Re: [PATCH qemu] x86: don't let decompressed kernel image clobber setup_data

From: Borislav Petkov <bp@alien8.de>
To: "Jason A. Donenfeld" <Jason@zx2c4.com>
Cc: "H. Peter Anvin" <hpa@zytor.com>,
	pbonzini@redhat.com, ebiggers@kernel.org, x86@kernel.org,
	linux-kernel@vger.kernel.org, qemu-devel@nongnu.org,
	ardb@kernel.org, kraxel@redhat.com, philmd@linaro.org
Subject: Re: [PATCH qemu] x86: don't let decompressed kernel image clobber setup_data
Date: Fri, 30 Dec 2022 20:54:11 +0100	[thread overview]
Message-ID: <Y69B40T9kWfxZpmf@zn.tnic> (raw)
In-Reply-To: <CAHmME9oPUJemVRvO3HX0q4BJGTFuzbLYANeizuRcNq2=Ykk1Gg@mail.gmail.com>

On Fri, Dec 30, 2022 at 06:07:24PM +0100, Jason A. Donenfeld wrote:
> Look closer at the boot process. The compressed image is initially at
> 0x100000, but it gets relocated to a safer area at the end of
> startup_64:

That is the address we're executing here from, rip here looks like 0x100xxx.

> /*
>  * Copy the compressed kernel to the end of our buffer
>  * where decompression in place becomes safe.
>  */
>         pushq   %rsi
>         leaq    (_bss-8)(%rip), %rsi
>         leaq    rva(_bss-8)(%rbx), %rdi

when you get to here, it looks something like this:

        leaq    (_bss-8)(%rip), %rsi		# 0x9e7ff8
        leaq    rva(_bss-8)(%rbx), %rdi		# 0xc6eeff8

so the source address is that _bss thing and we copy...

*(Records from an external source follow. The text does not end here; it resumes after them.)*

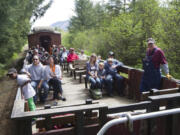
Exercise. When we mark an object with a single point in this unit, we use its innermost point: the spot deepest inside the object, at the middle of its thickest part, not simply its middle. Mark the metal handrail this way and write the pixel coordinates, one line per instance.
(137, 117)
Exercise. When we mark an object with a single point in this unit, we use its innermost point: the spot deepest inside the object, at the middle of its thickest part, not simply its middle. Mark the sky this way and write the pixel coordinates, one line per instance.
(60, 10)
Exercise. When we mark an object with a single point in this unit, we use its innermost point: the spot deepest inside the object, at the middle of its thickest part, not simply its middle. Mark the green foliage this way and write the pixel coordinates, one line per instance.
(124, 27)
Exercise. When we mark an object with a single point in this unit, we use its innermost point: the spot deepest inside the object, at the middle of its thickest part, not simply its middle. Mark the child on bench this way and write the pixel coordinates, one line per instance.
(27, 90)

>         movl    $(_bss - startup_32), %ecx
>         shrl    $3, %ecx
>         std

... backwards since DF=1.

Up to:

# rsi = 0xffff8
# rdi = 0xbe06ff8

Ok, so the source address is 0x100000. Good.

> HOWEVER, qemu currently appends setup_data to the end of the
> compressed kernel image,

Yeah, you mean the kernel which starts executing at 0x100000, i.e., that part
which is compressed/head_64.S and which does the above and the relocation etc.

> and this part isn't moved, and setup_data links aren't walked/relocated. So
> that means the original address remains, of 0x100000.

See above: when it starts copying the kernel image backwards to a higher
address, that last byte is at 0x9e7ff8 so I'm guessing qemu has put setup_data
*after* that address. And that doesn't get copied ofc.

So far, so good.

Now later, we extract the compressed kernel created with the mkpiggy magic:

input_data:
.incbin "arch/x86/boot/compressed/vmlinux.bin.gz"
input_data_end:

by doing

/*
 * Do the extraction, and jump to the new kernel..
 */

        pushq   %rsi                    /* Save the real mode argument */	0x13d00
        movq    %rsi, %rdi              /* real mode address */			0x13d00
        leaq    boot_heap(%rip), %rsi   /* malloc area for uncompression */	0xc6ef000
        leaq    input_data(%rip), %rdx  /* input_data */			0xbe073a8
        movl    input_len(%rip), %ecx   /* input_len */				0x8cfe13
        movq    %rbp, %r8               /* output target address */		0x1000000
        movl    output_len(%rip), %r9d  /* decompressed length, end of relocs */
        call    extract_kernel          /* returns kernel location in %rax */
        popq    %rsi

(actual addresses at the end.)

Now, when you say you triplefault somewhere in initialize_identity_maps() when
trying to access setup_data, then if you look a couple of lines before that call
we do

	call load_stage2_idt

which sets up a boottime #PF handler do_boot_page_fault() and it actually does
call kernel_add_identity_map() so *actually* it should map any unmapped
setup_data addresses.

So why doesn't it do that and why do you triplefault?

Hmmm.

-- 
Regards/Gruss,
    Boris.

https://people.kernel.org/tglx/notes-about-netiquette